For many athletes, there aren’t always options to continue competitive play after college graduation. For women seeking soccer leagues in Pittsburgh, recreational games might not provide the level of competition they seek. That was Stephanie Harrison’s situation, and she decided to do something about it.

“There’s some really fun pickup [games] around, but nothing like the high level I was competing at,” says Harrison, founder and general manager of Steel City Football Club, a women’s minor-league soccer team. “I looked around and I saw that there were two men’s teams in our area, and I wanted that same kind of outlet for women.”

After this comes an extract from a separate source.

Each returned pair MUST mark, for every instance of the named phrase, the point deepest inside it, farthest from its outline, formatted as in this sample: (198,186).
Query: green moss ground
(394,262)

In 2015, Steel City FC was officially sanctioned in the Women’s Premier Soccer League. The WPSL is an independent league consisting of more than 100 teams in North America. Steel City plays in the Great Lakes Division, composed of teams from Ohio, Indiana, Michigan, New York and Pennsylvania.

“It’s so awesome, especially for me,” says Steel City defender Jordan Daloisio, who attended Clarion University. “For me, I had been out for a couple of years after playing in college. You still have that want to play. Once you play at a high level, you don’t want to play with people who aren’t competitive.”

The WPSL takes competition to a level higher than college play. Players have moved up to professional teams after playing with WPSL clubs. “It’s definitely more competitive than in college,” says Steel City goalkeeper Laura Saussol, another Clarion alum. “Girls are faster and more skillful as a group, whereas in college, teams had players that tended to be individually skilled.”

Beyond league play and training, Steel City FC, and all WPSL teams, are involved with community outreach, including assisting with youth soccer programs.

“I liked the mission and values of the league, so it’s nice to be a part of something bigger than just soccer,” Daloisio says.

For its first two seasons, Steel City played at the Ellis School in Shadyside, but growing attendance has led to a search for a new venue. The 2017 season begins in May.

Open tryouts begin March 10, and Harrison says the team is searching for “players who love the game” and says new players will be “welcomed and challenged.”